Use of the Alabama rig restricted in New Hampshire’s fresh waters


alabama rig


Anglers should be aware that the "Alabama rig" (seen at right) as it was designed to be used, is illegal in New Hampshire fresh waters. This tackle generated national interest following a well-publicized win by a professional bass angler using it in a major bass tournament in another state in October of 2011.


Not a Lure: Technically, the Alabama rig is not a lure, but an apparatus that allows an angler to attach and fish up to five lures on a single line, with the possibility of catching more than one fish at a time. It is basically a castable "umbrella" rig, consisting of a hard body with a line-tie, followed by five wire strands in a fanned out design each with a snap swivel at the end. Anglers can attach a variety of lures to each swivel for a look that is meant to mimic a school of baitfish.


Not allowed: Bass fishing websites and magazines have abounded with stories touting the Alabama rig, but anglers should be aware that the use of the Alabama rig, with multiple hooked baits attached, is not allowed in New Hampshire fresh waters.


That determination is based on the following New Hampshire regulations:


  • RSA 207:1 I Angling: The taking of fish by line in hand, or rod in hand to which is attached a cast of artificial flies, or an artificial bait, or hooks or other devices for the attachment of bait.

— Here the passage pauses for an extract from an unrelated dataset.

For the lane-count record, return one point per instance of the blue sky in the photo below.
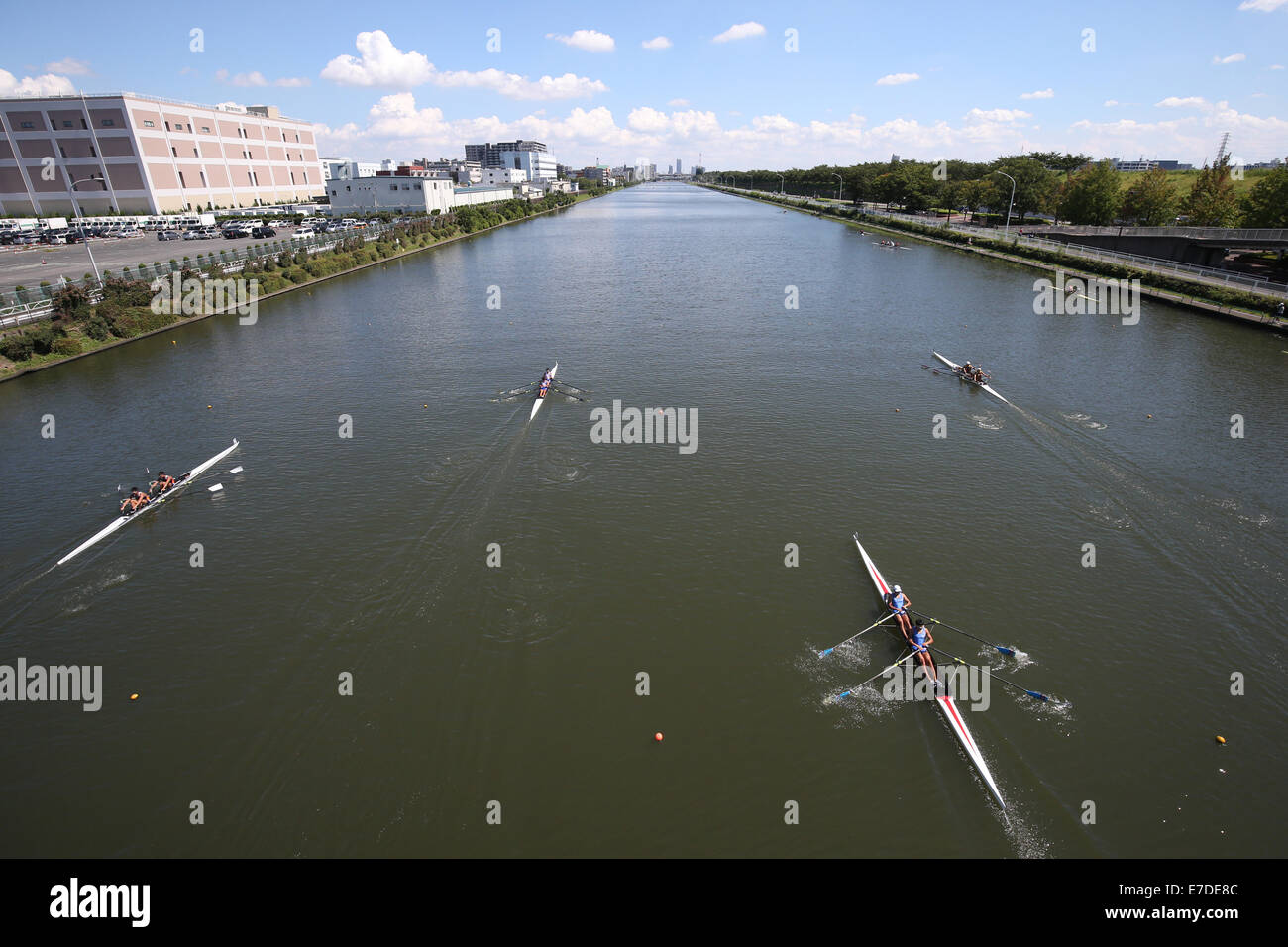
(926, 80)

A person may have in use not more than 2 such lines at one time. Nothing in this title shall prohibit the use of a rod-holder in a boat
  • Fis 401.011 “Artificial bait” means any fishing bait constructed by humans as an imitation or substitute for natural bait or fish forage and includes, but is not limited to spinners, spoons, poppers, plugs, jigs and plastic, rubber or other artificial imitations of natural bait. “Artificial bait” does not include “fly” as defined in RSA 207:1 VII.


The words “an artificial bait” contained in New Hampshire's statutory definition of “angling,” mean one artificial bait per line. An “artificial bait” may have multiple hooks. Attaching additional hookless attractors such as spinners, spoons, poppers, plugs, jigs and plastic, rubber or other artificial imitations of natural bait to an Alabama rig would be legal to use in New Hampshire’s fresh waters.